If you cut back on your energy usage, you will be a happier person -- and not just because of all the money you'll save on your electricity bill. It turns out many of the activities that make people happier, like sleeping and socializing, are those that involve little or no household energy. That's according to a study released by the University of California at Berkeley that found that a blissful lifestyle is perfectly congruent with a low carbon footprint.
"A number of the least energy intensive activities that I found -- sleeping, socializing, hobbies, and so forth -- are enriching personally," study author John Kantenbacher told the Washington Post. "So they make people happy to do them, but they also are relatively low consuming activities."

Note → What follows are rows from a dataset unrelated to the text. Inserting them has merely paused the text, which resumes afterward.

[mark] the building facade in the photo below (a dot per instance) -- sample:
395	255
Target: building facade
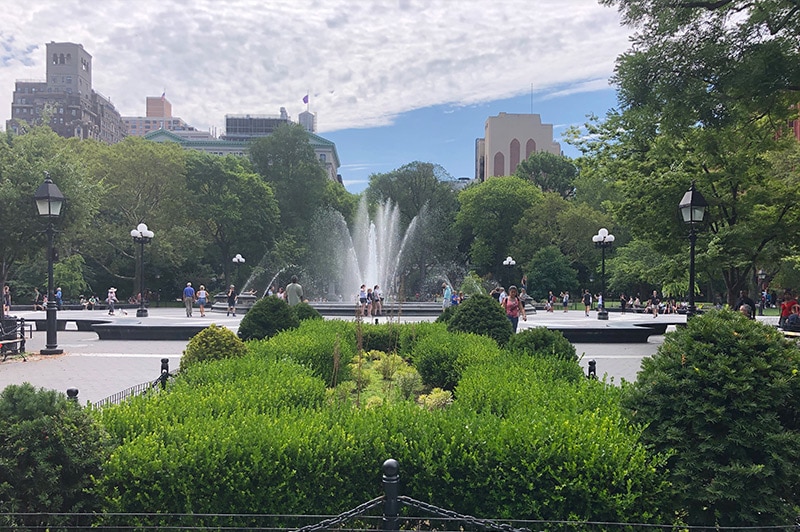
65	99
509	139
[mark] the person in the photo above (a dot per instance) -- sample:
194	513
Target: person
111	298
202	299
6	300
514	307
232	297
743	300
653	303
447	293
188	299
294	292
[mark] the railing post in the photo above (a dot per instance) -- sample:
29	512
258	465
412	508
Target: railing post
391	485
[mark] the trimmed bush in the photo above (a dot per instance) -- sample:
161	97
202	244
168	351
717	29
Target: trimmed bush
541	341
304	311
50	451
722	397
212	343
266	318
482	315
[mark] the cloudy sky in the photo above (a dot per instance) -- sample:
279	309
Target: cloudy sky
368	66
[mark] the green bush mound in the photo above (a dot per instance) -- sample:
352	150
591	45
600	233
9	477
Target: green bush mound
722	397
482	315
266	318
255	435
541	341
212	343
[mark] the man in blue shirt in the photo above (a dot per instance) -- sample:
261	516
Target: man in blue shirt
188	299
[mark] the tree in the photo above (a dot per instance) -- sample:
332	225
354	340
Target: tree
720	400
51	451
234	207
487	217
550	172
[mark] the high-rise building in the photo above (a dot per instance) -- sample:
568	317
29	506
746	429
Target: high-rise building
66	99
510	139
158	115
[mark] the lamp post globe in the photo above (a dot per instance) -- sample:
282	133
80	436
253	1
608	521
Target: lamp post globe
141	235
49	201
603	239
693	207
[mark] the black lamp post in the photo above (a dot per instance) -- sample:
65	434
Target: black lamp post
509	263
238	260
49	201
603	240
693	208
141	235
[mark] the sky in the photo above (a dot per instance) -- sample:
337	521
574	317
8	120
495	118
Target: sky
391	81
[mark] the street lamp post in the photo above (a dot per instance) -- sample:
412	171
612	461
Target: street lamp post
509	263
49	201
238	260
762	275
693	208
141	235
603	240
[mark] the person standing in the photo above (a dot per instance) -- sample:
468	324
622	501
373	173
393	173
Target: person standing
111	298
202	299
232	297
514	307
294	292
188	299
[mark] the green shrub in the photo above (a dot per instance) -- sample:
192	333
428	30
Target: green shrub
722	397
304	311
50	450
482	315
541	341
212	343
266	318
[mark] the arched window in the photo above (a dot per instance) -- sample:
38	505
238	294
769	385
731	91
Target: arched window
513	156
499	164
530	147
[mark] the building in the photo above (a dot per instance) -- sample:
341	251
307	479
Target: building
508	140
324	149
158	115
66	99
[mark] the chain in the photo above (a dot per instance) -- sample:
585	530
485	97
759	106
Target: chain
341	518
482	523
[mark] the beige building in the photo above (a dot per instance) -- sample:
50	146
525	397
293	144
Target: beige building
508	140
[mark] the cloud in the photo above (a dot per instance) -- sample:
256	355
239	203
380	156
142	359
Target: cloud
367	61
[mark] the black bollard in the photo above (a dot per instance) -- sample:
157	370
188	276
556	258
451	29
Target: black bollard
391	488
592	370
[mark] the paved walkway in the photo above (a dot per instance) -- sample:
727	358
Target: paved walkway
101	368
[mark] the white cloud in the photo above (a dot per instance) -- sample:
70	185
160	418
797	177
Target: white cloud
364	62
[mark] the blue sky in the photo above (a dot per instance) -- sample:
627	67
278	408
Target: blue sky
445	134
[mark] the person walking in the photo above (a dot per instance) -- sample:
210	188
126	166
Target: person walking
232	297
188	299
202	299
111	298
514	307
294	292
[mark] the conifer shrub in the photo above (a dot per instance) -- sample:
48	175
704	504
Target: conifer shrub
266	318
50	451
304	311
212	343
722	397
541	341
482	315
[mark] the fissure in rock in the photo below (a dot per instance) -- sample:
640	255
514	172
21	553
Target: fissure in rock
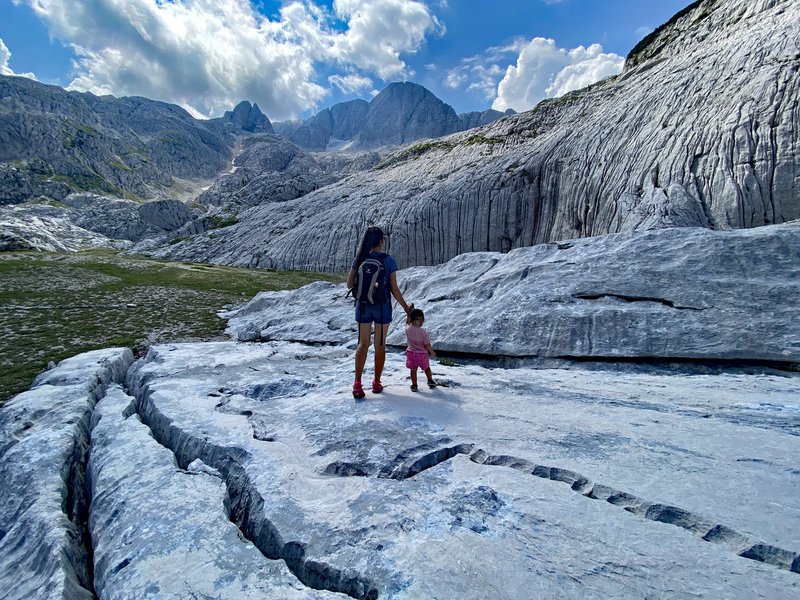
663	513
245	506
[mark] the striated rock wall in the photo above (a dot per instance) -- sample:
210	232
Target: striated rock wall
678	293
702	132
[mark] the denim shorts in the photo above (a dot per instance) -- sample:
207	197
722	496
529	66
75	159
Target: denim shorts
374	313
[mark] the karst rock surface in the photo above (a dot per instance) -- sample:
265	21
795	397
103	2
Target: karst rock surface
679	293
233	470
701	129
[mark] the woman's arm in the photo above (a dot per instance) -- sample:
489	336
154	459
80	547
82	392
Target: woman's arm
396	291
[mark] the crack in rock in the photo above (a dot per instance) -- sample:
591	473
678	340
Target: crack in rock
625	298
663	513
245	505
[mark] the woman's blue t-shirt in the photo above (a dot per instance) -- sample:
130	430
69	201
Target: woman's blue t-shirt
377	313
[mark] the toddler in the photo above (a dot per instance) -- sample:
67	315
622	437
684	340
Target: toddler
419	347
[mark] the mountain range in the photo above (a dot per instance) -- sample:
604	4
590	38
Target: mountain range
699	130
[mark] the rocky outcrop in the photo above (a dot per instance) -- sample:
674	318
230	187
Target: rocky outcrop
474	119
87	221
686	294
702	133
53	142
402	113
269	169
247	117
44	443
405	112
340	122
234	471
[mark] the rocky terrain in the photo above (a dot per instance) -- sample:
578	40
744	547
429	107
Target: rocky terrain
402	113
679	293
247	470
699	130
55	142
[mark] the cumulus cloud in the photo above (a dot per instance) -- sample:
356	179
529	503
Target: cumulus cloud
540	70
350	83
5	58
207	55
543	70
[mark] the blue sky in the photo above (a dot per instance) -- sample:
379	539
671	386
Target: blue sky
298	56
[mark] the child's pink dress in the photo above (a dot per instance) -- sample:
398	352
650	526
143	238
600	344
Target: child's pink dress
416	354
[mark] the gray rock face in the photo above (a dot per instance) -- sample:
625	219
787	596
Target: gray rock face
405	112
53	142
474	119
668	294
269	169
341	121
402	113
44	440
704	133
248	117
246	470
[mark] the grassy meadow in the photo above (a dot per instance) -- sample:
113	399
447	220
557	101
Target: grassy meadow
53	306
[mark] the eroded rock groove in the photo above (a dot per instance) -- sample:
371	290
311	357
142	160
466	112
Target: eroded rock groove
663	513
245	505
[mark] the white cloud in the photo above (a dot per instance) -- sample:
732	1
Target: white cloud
5	58
350	83
207	55
522	73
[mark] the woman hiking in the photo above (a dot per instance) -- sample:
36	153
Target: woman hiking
373	280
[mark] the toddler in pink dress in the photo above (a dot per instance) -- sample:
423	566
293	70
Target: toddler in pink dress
419	348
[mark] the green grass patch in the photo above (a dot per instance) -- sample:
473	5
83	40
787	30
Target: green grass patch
53	306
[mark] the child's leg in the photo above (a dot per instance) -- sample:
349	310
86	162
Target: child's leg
429	375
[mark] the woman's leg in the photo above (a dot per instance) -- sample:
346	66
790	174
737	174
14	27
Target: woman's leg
363	348
381	330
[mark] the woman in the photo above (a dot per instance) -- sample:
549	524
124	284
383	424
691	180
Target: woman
372	246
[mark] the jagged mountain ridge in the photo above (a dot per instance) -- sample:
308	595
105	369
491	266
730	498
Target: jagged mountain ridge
402	113
701	129
56	142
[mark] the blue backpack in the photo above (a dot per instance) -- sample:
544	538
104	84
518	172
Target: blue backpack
371	285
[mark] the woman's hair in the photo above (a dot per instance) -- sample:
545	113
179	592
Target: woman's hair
372	237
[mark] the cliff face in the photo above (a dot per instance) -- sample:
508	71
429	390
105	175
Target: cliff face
701	129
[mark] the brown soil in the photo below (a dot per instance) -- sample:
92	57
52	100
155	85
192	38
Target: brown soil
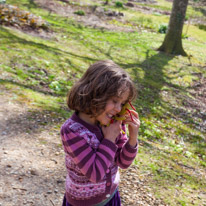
32	160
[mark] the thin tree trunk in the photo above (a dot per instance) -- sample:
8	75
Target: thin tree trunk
172	43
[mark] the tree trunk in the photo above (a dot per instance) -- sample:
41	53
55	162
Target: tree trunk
172	43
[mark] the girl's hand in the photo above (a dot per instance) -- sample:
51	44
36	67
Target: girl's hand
133	127
112	131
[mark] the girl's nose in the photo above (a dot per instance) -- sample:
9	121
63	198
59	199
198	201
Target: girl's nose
118	108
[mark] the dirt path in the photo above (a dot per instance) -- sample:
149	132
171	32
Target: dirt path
32	160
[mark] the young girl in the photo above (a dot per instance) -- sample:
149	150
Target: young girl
94	146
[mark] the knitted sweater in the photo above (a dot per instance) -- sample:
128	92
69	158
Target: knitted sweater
92	161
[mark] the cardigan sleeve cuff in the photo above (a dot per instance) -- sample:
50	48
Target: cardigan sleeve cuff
109	144
130	148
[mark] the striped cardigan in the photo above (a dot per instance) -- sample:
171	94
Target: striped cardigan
92	161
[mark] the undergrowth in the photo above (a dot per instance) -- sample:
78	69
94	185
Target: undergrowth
40	71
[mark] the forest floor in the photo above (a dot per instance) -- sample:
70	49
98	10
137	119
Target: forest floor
32	160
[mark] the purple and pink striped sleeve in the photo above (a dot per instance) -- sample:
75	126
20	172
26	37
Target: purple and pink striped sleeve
92	163
125	153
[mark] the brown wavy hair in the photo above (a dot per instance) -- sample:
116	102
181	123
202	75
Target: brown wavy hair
102	81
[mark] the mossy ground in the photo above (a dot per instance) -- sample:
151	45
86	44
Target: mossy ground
40	71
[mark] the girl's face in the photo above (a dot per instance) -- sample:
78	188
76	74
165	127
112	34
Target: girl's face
113	107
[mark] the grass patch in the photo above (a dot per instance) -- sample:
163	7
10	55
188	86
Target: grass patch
39	71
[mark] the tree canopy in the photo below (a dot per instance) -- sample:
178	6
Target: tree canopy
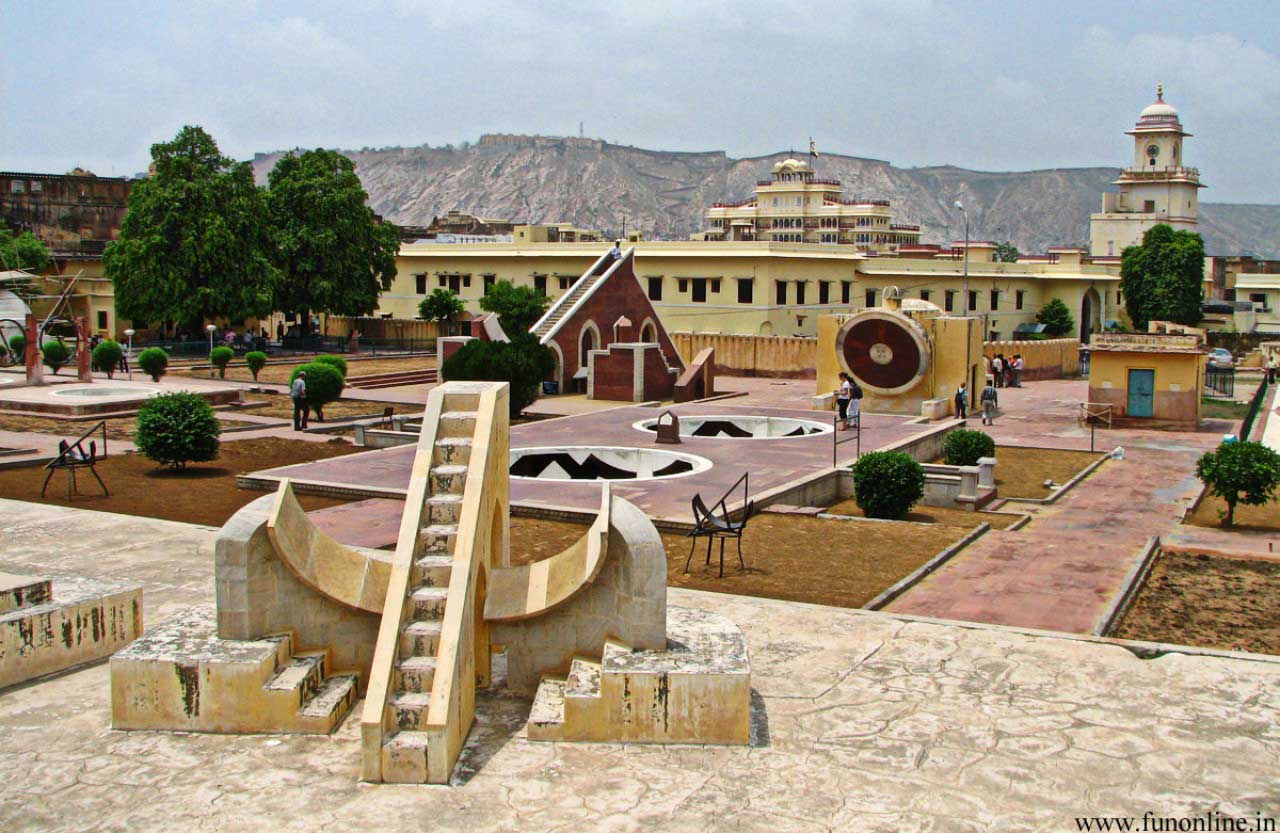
1162	278
193	243
517	307
333	253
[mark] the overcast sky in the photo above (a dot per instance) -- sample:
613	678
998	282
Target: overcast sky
982	83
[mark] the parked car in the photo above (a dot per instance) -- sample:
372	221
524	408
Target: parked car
1221	357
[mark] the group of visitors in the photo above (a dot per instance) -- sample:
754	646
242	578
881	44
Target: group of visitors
1008	372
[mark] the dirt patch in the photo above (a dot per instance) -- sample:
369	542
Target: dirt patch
205	493
278	372
1208	602
842	563
947	516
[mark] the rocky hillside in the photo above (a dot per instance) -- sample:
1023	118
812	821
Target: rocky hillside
664	193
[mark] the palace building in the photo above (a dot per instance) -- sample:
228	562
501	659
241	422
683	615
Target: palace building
795	206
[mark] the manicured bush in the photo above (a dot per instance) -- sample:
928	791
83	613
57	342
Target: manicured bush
522	362
55	355
106	357
219	357
337	362
887	484
154	362
324	385
256	361
1240	472
963	447
176	429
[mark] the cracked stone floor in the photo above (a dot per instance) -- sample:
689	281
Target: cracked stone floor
863	721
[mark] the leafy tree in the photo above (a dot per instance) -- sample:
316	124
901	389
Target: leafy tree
1162	278
887	484
256	361
154	362
1056	319
964	447
333	252
442	305
1240	472
1006	253
176	429
193	243
324	385
521	362
106	357
517	307
55	355
219	357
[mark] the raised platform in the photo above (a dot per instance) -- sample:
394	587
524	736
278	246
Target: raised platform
54	623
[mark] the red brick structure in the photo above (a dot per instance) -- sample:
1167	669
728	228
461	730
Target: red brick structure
607	306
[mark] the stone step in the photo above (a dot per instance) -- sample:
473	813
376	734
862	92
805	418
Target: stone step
415	673
330	704
451	451
301	677
420	639
410	709
428	603
438	539
23	591
405	758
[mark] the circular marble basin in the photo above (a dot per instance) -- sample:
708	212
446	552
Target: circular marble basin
602	462
741	428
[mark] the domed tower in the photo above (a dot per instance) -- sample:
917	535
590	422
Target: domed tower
1156	188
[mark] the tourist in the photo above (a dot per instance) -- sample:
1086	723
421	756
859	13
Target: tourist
990	398
298	393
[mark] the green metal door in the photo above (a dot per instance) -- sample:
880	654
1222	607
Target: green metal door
1142	390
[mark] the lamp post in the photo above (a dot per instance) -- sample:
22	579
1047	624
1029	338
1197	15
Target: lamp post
128	356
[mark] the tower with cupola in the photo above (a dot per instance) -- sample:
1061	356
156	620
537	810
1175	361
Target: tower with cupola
1156	188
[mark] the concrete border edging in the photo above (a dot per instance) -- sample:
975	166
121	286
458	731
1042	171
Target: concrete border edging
926	568
1129	589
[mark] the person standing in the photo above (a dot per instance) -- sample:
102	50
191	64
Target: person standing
990	398
298	393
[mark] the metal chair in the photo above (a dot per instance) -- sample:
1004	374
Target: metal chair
717	522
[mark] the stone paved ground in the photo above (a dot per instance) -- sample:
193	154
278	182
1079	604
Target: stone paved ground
865	722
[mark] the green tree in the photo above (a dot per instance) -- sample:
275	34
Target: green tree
521	362
517	307
442	305
1240	472
1162	279
1056	319
1006	253
193	243
333	252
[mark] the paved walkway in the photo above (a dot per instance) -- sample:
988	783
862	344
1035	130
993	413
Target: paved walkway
862	722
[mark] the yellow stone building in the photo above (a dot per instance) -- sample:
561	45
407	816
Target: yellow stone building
795	206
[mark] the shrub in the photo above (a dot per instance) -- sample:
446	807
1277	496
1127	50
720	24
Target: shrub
965	445
219	357
337	362
256	361
522	362
1240	472
106	357
324	385
55	355
887	484
154	362
176	429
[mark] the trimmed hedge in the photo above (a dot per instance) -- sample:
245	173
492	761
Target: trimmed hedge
887	484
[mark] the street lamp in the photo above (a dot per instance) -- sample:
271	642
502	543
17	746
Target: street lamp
128	356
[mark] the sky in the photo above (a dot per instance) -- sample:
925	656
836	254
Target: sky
981	83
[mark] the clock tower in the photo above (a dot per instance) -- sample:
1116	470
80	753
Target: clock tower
1156	188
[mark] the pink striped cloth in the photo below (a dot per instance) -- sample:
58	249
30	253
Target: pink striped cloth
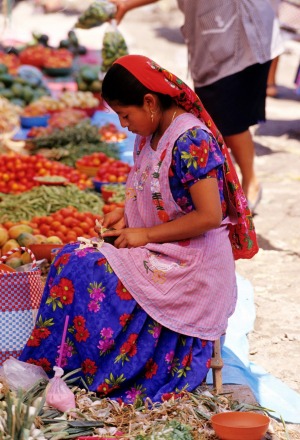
188	287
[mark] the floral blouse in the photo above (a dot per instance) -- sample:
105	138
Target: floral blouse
196	156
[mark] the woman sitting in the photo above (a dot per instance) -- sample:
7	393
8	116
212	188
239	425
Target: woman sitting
144	313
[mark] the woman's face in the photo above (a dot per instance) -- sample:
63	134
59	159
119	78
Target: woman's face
136	119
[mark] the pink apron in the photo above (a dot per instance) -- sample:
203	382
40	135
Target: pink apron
187	286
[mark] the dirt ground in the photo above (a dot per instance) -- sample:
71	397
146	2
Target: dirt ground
275	271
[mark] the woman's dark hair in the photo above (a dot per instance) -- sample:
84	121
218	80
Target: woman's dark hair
119	85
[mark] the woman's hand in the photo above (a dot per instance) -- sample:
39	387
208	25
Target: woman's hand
129	237
113	219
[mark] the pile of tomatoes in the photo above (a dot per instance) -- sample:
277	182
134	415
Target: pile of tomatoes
110	133
17	172
110	170
68	224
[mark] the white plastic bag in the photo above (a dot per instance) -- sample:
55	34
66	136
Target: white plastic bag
22	375
58	394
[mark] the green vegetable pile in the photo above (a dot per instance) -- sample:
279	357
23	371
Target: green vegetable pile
87	79
114	46
45	200
18	90
71	143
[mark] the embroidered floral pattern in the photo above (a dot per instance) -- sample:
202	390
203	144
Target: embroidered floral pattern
120	350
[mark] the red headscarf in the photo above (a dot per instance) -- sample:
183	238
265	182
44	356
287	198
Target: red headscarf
159	80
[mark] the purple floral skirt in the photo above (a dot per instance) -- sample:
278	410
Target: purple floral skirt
122	352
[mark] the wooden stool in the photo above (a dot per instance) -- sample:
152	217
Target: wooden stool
217	365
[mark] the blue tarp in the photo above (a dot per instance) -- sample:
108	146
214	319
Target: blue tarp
269	391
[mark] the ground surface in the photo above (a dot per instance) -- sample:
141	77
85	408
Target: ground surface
275	271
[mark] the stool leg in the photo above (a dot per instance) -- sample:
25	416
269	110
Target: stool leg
217	365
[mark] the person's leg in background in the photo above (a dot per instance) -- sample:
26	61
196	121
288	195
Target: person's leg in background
236	103
271	83
243	150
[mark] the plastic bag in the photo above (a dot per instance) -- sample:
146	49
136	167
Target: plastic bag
20	374
58	394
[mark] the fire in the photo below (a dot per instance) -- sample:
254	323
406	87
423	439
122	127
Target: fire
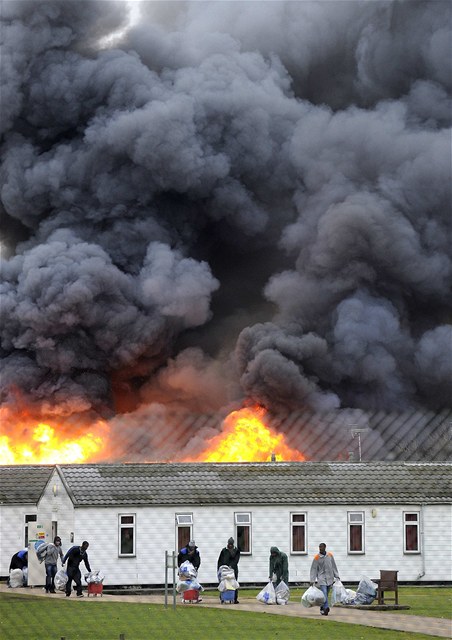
246	438
43	444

The report breaks down five of the most beneficial activities and how they help save energy:
- Beautiful slumber: Naturally, sleeping saves energy. The lights and television are off, and nestled snug under the covers, you can turn the heat down a few notches as well. And getting a good night's sleep is also crucial to your happiness and well-being, Kantenbacher found. Sleeping well has been linked to life satisfaction, as well as reduced rates of chronic illness.
- Enjoy your social life: Humans need connections to other humans. A good social life is important for maintaining positive emotions. And there's no burden on your utility bills -- it doesn't cost anything to have a conversation, and with several families gathered in the same place, you don't need to heat and light multiple houses at the same time. The caveat is that if you take a car to go hang out with other people, you're burning up gasoline, so for maximum energy savings host the party at your own home.
- Get a hobby: Or go to church, or volunteer at the local soup kitchen. These activities are good for you in the same way as socializing, with the added benefit of feeling meaningful and helpful toward others. Plus, unless your hobbies involve high-energy physics experiments, they don't take much in the way of electricity or fuel to pursue.
- Go for a hike: Enjoy some exercise in the great outdoors and feel the serious benefits to both your mental and physical well-being. And whether you run, walk, bike, lift weights or play a sport, as long as you don't drive a car to do it you're remaining fossil fuel-neutral.
- Work from home: This item is about avoiding things that make you miserable. According to one study, the morning commute to work is the number one happiness killer, with the evening commute home ranking in at number three. And it goes without saying that you are burning up fuel while you sit in a traffic jam on the highway. So you can save the planet and your own sanity if you can work from home, or close to home, or at least use public transit to get back and forth.